I think that the OCC has a better approach. Rather than focusing on the features of particular loan products, we focus on abusive practices — on preventing them in the first place, attacking them out where they're found to exist, and providing restitution to those who have been victimized by them.
Our emphasis on prevention has taken the form of comprehensive guidance — the only such guidance that's been produced by any of the federal banking agencies — instructing national banks on how to avoid engaging in abusive or predatory practices. Rigorous, ongoing supervision and oversight by OCC examiners is designed to make certain that this guidance is followed. But when it's not, we have not hesitated to use our enforcement authority to combat unsafe, unsound, unfair, or deceptive practices. Indeed, OCC enforcement actions have resulted in refunds totaling hundreds of millions of dollars to consumers.
I believe that the OCC's approach to predatory lending not only provides an effective remedy where abusive conduct has been found, but avoids the overbroad and unintended adverse effects of one-size-fits-all laws.

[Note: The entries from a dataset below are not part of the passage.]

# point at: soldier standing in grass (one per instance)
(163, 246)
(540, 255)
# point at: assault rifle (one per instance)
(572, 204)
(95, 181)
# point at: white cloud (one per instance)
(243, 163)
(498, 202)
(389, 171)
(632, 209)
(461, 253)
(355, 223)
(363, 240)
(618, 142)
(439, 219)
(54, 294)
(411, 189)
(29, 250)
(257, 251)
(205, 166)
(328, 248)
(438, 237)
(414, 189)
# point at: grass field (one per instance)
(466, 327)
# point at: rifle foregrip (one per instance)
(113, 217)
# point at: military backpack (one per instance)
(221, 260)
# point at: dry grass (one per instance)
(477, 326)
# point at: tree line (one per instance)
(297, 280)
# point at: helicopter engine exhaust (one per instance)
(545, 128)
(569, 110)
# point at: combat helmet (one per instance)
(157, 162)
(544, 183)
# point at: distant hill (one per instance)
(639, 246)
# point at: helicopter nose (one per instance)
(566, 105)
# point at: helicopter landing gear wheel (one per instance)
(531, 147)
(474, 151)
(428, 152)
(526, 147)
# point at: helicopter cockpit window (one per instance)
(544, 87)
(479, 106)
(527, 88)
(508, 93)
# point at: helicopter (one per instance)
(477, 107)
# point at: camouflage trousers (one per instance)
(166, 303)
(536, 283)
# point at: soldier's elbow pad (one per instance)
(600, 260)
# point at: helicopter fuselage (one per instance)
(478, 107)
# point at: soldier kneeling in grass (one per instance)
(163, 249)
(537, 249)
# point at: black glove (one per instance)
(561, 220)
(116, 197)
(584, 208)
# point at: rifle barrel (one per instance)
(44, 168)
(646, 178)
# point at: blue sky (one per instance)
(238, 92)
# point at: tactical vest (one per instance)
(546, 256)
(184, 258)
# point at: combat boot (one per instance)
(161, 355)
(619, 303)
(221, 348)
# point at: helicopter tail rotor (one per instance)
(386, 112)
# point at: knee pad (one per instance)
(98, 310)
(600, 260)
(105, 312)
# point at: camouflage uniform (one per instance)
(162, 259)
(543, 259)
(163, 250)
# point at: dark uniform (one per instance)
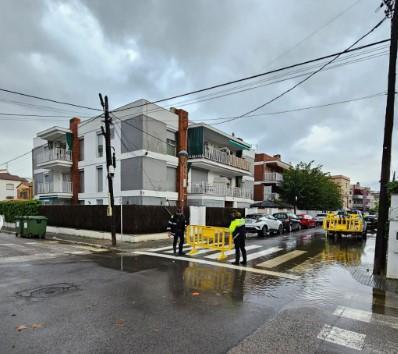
(176, 227)
(238, 230)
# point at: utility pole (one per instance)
(110, 166)
(381, 238)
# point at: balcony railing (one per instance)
(45, 188)
(222, 157)
(273, 177)
(53, 155)
(221, 190)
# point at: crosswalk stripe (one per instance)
(185, 249)
(220, 264)
(259, 254)
(281, 259)
(366, 316)
(228, 253)
(342, 337)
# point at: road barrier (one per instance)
(215, 238)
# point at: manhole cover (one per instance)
(48, 290)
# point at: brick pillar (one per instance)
(182, 145)
(74, 127)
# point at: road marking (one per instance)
(228, 253)
(219, 264)
(366, 316)
(259, 254)
(281, 259)
(342, 337)
(185, 249)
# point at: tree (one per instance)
(307, 187)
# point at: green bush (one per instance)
(12, 208)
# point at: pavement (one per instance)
(299, 293)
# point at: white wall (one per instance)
(4, 193)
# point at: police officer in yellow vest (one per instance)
(238, 231)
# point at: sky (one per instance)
(72, 50)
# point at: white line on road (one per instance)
(228, 253)
(219, 264)
(342, 337)
(281, 259)
(366, 316)
(259, 254)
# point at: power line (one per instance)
(48, 99)
(309, 76)
(350, 49)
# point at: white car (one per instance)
(263, 224)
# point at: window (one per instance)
(100, 145)
(81, 177)
(99, 179)
(81, 155)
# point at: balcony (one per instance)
(221, 190)
(54, 157)
(213, 154)
(273, 177)
(46, 188)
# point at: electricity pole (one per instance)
(110, 166)
(381, 238)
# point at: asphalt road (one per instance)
(299, 294)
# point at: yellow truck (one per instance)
(341, 223)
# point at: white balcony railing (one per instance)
(213, 154)
(273, 177)
(53, 155)
(221, 190)
(45, 188)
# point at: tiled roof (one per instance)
(9, 177)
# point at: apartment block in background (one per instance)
(9, 184)
(268, 176)
(345, 188)
(220, 168)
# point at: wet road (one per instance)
(300, 293)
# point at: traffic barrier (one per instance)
(215, 238)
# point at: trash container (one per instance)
(34, 226)
(19, 225)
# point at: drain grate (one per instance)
(48, 290)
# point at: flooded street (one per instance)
(300, 293)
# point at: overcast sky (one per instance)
(71, 50)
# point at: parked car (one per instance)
(319, 218)
(306, 221)
(371, 222)
(290, 221)
(263, 224)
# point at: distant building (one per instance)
(25, 191)
(9, 184)
(361, 198)
(268, 176)
(345, 188)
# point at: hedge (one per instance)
(12, 208)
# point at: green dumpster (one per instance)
(19, 225)
(34, 226)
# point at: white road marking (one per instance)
(228, 253)
(281, 259)
(366, 316)
(342, 337)
(219, 264)
(259, 254)
(184, 249)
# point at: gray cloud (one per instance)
(152, 49)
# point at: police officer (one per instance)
(176, 226)
(238, 231)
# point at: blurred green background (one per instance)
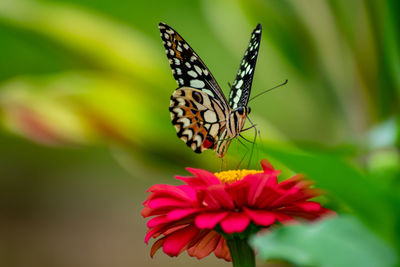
(85, 127)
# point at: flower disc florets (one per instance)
(232, 201)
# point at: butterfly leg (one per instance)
(256, 132)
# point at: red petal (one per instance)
(181, 213)
(164, 203)
(217, 197)
(205, 246)
(202, 178)
(209, 220)
(261, 217)
(222, 250)
(175, 243)
(235, 222)
(153, 222)
(156, 246)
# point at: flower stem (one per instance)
(241, 252)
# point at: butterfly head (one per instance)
(242, 111)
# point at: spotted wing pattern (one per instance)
(187, 67)
(240, 91)
(197, 118)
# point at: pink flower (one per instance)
(195, 216)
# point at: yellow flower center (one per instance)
(234, 175)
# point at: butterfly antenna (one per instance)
(282, 84)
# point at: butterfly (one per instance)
(201, 114)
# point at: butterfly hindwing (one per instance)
(240, 91)
(187, 67)
(196, 117)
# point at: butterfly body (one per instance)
(202, 116)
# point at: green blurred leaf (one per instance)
(374, 205)
(335, 242)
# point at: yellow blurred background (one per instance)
(84, 96)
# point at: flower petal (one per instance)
(217, 197)
(205, 245)
(202, 178)
(222, 250)
(235, 222)
(175, 242)
(178, 214)
(261, 217)
(209, 220)
(165, 202)
(156, 246)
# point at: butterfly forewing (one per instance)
(240, 91)
(197, 118)
(187, 67)
(199, 110)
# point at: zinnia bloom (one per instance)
(201, 215)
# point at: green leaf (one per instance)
(336, 242)
(368, 200)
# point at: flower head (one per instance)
(199, 215)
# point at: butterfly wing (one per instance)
(187, 67)
(240, 91)
(197, 117)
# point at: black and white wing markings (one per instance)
(187, 67)
(199, 110)
(240, 91)
(197, 118)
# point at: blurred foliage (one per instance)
(79, 74)
(336, 242)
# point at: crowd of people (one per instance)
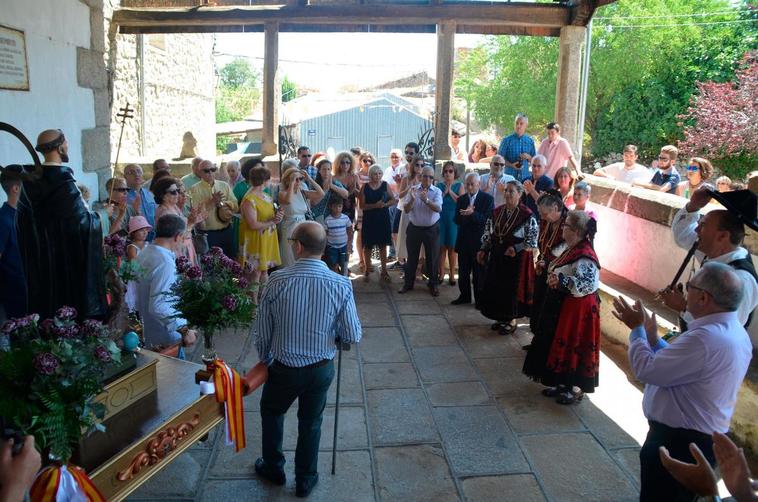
(518, 241)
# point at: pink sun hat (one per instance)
(138, 223)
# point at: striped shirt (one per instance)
(336, 230)
(302, 309)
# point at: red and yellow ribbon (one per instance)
(228, 386)
(48, 482)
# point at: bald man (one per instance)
(59, 238)
(302, 313)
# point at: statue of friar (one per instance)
(60, 240)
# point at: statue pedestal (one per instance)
(144, 437)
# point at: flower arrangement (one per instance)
(114, 251)
(214, 295)
(50, 372)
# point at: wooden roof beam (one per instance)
(522, 15)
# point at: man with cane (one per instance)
(302, 313)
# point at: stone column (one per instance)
(443, 90)
(271, 90)
(567, 89)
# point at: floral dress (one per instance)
(259, 248)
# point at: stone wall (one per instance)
(174, 76)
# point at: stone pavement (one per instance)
(433, 407)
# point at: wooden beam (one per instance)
(487, 15)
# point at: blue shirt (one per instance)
(147, 207)
(511, 147)
(301, 312)
(12, 280)
(660, 179)
(160, 319)
(543, 184)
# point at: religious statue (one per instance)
(189, 146)
(60, 240)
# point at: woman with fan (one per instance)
(510, 234)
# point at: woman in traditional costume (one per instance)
(566, 354)
(550, 246)
(509, 236)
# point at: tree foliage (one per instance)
(647, 57)
(722, 121)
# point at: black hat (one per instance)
(741, 203)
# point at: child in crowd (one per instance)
(339, 232)
(138, 230)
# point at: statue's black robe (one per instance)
(61, 244)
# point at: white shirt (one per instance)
(683, 226)
(390, 173)
(495, 190)
(619, 172)
(692, 383)
(156, 309)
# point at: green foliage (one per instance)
(50, 374)
(289, 90)
(641, 77)
(237, 92)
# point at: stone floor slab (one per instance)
(376, 314)
(418, 307)
(504, 378)
(383, 345)
(629, 458)
(418, 473)
(478, 441)
(481, 342)
(603, 427)
(180, 478)
(457, 394)
(535, 413)
(400, 416)
(574, 467)
(351, 433)
(521, 487)
(428, 331)
(443, 364)
(390, 376)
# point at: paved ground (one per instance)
(433, 407)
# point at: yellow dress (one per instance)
(260, 248)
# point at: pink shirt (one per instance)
(557, 154)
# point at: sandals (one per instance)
(569, 397)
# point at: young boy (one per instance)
(339, 232)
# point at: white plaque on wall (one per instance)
(14, 70)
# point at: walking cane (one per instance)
(340, 346)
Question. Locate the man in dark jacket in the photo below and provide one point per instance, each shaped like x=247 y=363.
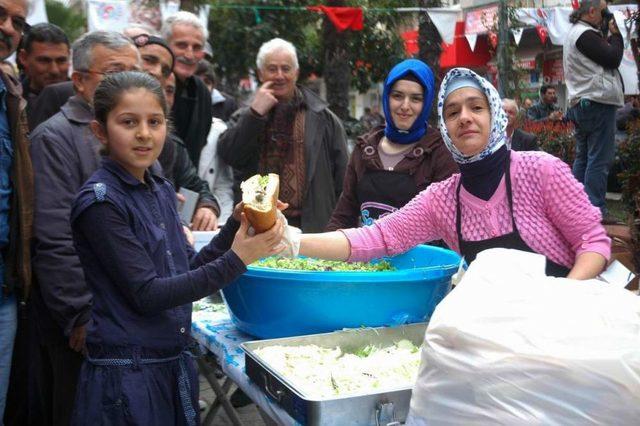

Quite apart from the question whether state and local laws threaten the unintended consequences of encouraging bank lenders to exit the subprime lending market, there is the question whether such laws can constitutionally apply to national banks. Since we presently have under consideration a request for a preemption determination with respect to the Georgia law, I will not discuss that issue directly. Suffice it to say that preemption is a doctrine with almost 200 years of history and constitutional precedent behind it. It is not an issue as to which we have a broad range of discretion.